A progress note is a type of medical record produced by nurses or physicians who care for patients in clinical settings. This type of medical record is usually written in a specific format. The progress note typically contains information about the patient’s daily progress, the patient’s current diagnosis, the doctor’s or nurse’s intended treatment strategy, and the patient’s most recent test results. The typical progress note is usually no more than one page long and generally does not contain detailed background information about the patient’s condition. Normally, however, the intention is to inform other nurses and doctors about the progress of the patient’s condition.

Most medical professionals write progress notes in a standard format divided into sections by topic. This format is called Subjective, Objective, Evaluation and Plan (SOAP). The first section usually includes information about how the patient is feeling that day and any changes in the patient’s condition that have occurred since the last progress note was filed. This information is usually gathered by interviewing the patient.

In the plan section of the progress note, most medical professionals will describe the treatment strategy they feel is best. Most professionals don’t find it necessary to describe why they chose that plan. Some will go into a more detailed explanation if they feel their reasons might not make sense to their colleagues.

In the evaluation section of the note, the doctor or nurse will record their opinion of the patient’s current diagnosis. There will usually also be a brief statement of how the condition is progressing, whether it remains stable, seems to be getting worse or seems to be improving.
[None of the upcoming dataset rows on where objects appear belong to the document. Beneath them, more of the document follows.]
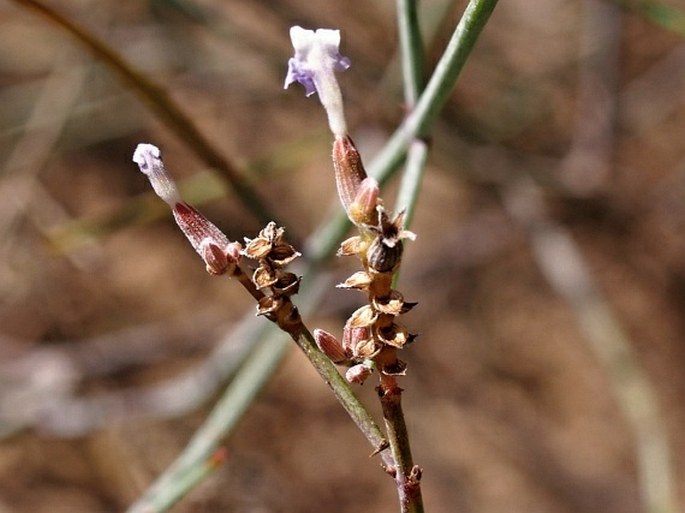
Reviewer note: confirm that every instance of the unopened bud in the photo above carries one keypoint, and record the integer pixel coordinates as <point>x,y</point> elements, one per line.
<point>329,346</point>
<point>383,257</point>
<point>349,170</point>
<point>358,373</point>
<point>363,209</point>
In the objective section of the progress note, most nurses and doctors will record the results of any medical tests that have returned since the last progress note.

Progress notes can be archived daily if the patient’s condition is serious. In any case, such a note is usually filed when the patient is received, when he is discharged or if he dies in hospital. They are also usually archived if the patient has an emergency episode, undergoes a procedure or surgery, or is transferred to another unit. A new progress note will almost always be written if the patient’s symptoms change or if new symptoms develop.